# Where are the polls?



## stowlin (Apr 25, 2016)

New polls show tight Clinton-Trump race nationally, battlegrounds - CNNPolitics.com

First MSM web site that I've seen illustrate polls "since" the investigation into the beast we started up again; usually we have Trump is losing so big every day - I Just wondered where those polls all went? Since it seems like a lot of web sites are not showing them to us again?


----------



## stowlin (Apr 25, 2016)

RealClearPolitics - Election 2016 - Nevada: Trump vs. Clinton vs. Johnson

Here is a great example; it came out Saturday, but of course no one is noting it: TRUMP UP 4 in NV


----------



## Camel923 (Aug 13, 2014)

Polls are part othe lame stream media which is to say the propaganda ministry of the DNC. Shameless brazen attempts to propell the beast into the Oval Office.


----------



## Targetshooter (Dec 4, 2015)

I think that the polls are all BS . The truth will come out in one week . We waited this long one more week is not far away .If the news is not saying anything then Trump in winning . jmho


----------



## rstanek (Nov 9, 2012)

It must be Trumps pulling ahead by a significant amount because the media doesn't seem to put the polling out there as much now. Last I seen he is ahead by 4, which in reality he is probably ahead by 10


----------



## Targetshooter (Dec 4, 2015)

I stopped looking at the polls , It will all come out in a week the winner " Trump " .


----------



## Chipper (Dec 22, 2012)

Fox had Trump up by one this morning. For what it's worth.


----------



## RedLion (Sep 23, 2015)

Trump winning by 5 + points in the election does not fit the fascist media narrative.


----------



## RedLion (Sep 23, 2015)

Trump by 3.6% according to the LA Times. It will continue to grow.

http://graphics.latimes.com/usc-presidential-poll-dashboard/


----------



## Illini Warrior (Jan 24, 2015)

any kind of poll is going to run counter to the coverup going on - the media is burying the whole "new email" scandal - to them they are the "credible" source to the masses - if it's not said by them - it doesn't exist ....


----------



## RedLion (Sep 23, 2015)

Illini Warrior said:


> any kind of poll is going to run counter to the coverup going on - the media is burying the whole "new email" scandal - to them they are the "credible" source to the masses - if it's not said by them - it doesn't exist ....
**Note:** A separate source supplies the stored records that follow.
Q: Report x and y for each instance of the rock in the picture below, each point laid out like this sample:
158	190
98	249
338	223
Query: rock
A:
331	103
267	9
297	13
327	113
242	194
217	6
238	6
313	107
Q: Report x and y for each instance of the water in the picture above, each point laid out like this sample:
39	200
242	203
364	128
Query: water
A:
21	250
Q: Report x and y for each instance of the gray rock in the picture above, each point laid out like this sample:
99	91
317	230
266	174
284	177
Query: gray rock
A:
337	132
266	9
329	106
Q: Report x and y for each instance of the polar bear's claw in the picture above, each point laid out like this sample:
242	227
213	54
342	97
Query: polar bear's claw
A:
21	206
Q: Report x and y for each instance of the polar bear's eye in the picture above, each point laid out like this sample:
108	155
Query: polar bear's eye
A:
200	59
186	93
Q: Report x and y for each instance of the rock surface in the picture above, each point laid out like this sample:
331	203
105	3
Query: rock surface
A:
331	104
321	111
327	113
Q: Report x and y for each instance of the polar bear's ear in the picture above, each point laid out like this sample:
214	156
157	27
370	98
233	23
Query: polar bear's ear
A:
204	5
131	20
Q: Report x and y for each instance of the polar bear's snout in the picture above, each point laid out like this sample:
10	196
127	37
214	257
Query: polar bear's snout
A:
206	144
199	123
True enough. I do believe and the facts support that most Americans do not trust the mainstream media. I am actually astounded that they would so blatantly be the propaganda arm of the Clintons knowing how it has harmed their ratings and bottom dollar. Do they think that they will just go back to faking impartiality post election and everyone will forget?


----------



## 8301 (Nov 29, 2014)

Todays poll conducted by The Washington Post, a fairly liberal paper, shows Trump winning by 1 point


----------



## RedLion (Sep 23, 2015)

> Trump with a seven-point lead over his Democratic rival, 51 to 44 percent.


 in NC.

Trump surges dramatically ahead in must-win North Carolina | BizPac Review


----------



## Annie (Dec 5, 2015)

If it's true, it's hard to believe we could be so lucky.


----------



## Urinal Cake (Oct 19, 2013)

The majority of poles are in Poland


----------



## RedLion (Sep 23, 2015)

Annie said:


> If it's true, it's hard to believe we could be so lucky.
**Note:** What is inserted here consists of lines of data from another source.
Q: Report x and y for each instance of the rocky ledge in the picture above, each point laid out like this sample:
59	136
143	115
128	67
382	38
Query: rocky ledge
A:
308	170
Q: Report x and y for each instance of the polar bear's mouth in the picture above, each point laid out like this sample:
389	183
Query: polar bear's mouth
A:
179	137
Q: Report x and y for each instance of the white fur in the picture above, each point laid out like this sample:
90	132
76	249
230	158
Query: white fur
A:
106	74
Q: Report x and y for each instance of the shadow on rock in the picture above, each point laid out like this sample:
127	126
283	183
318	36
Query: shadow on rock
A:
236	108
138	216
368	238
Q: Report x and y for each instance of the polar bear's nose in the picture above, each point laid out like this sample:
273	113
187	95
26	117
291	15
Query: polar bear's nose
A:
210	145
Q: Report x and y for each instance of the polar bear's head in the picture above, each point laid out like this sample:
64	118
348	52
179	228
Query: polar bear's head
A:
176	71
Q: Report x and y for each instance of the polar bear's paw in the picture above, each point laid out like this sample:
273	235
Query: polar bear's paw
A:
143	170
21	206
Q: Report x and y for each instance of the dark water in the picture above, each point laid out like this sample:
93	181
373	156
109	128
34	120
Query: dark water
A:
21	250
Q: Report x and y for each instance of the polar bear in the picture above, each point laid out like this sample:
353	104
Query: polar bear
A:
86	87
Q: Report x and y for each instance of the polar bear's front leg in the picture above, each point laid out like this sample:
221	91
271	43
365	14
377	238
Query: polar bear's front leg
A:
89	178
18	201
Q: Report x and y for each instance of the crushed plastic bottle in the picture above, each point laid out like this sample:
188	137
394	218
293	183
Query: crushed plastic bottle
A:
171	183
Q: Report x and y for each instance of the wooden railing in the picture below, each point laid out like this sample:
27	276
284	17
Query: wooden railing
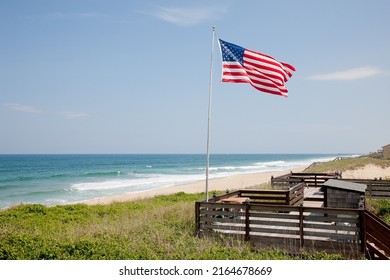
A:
311	179
291	228
377	188
292	196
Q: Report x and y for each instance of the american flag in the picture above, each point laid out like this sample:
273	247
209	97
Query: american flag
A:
263	72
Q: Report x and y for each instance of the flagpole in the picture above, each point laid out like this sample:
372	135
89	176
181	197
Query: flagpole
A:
209	116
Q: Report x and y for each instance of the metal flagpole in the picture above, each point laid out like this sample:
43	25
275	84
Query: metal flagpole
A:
209	117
I do not know if I would describe it as lucky or that many Americans are pissed off voting for change.


----------



## stowlin (Apr 25, 2016)

RedLion said:


> in NC.
> 
> Trump surges dramatically ahead in must-win North Carolina | BizPac Review


MSNBC proudly displayed Trump down 11 points in PA last night for a bit - sorry I can only see them for a bit since I only see them when the channel flips past; but that got my attention.


----------



## RedLion (Sep 23, 2015)

stowlin said:


> MSNBC proudly displayed Trump down 11 points in PA last night for a bit - sorry I can only see them for a bit since I only see them when the channel flips past; but that got my attention.


Even though the lastest poll I saw on PA had Trump within 3 points of Clinton. Add 10 points to Trump for the polling fraud and suppression and you can expect Trump to be up by 7 points in PA.


----------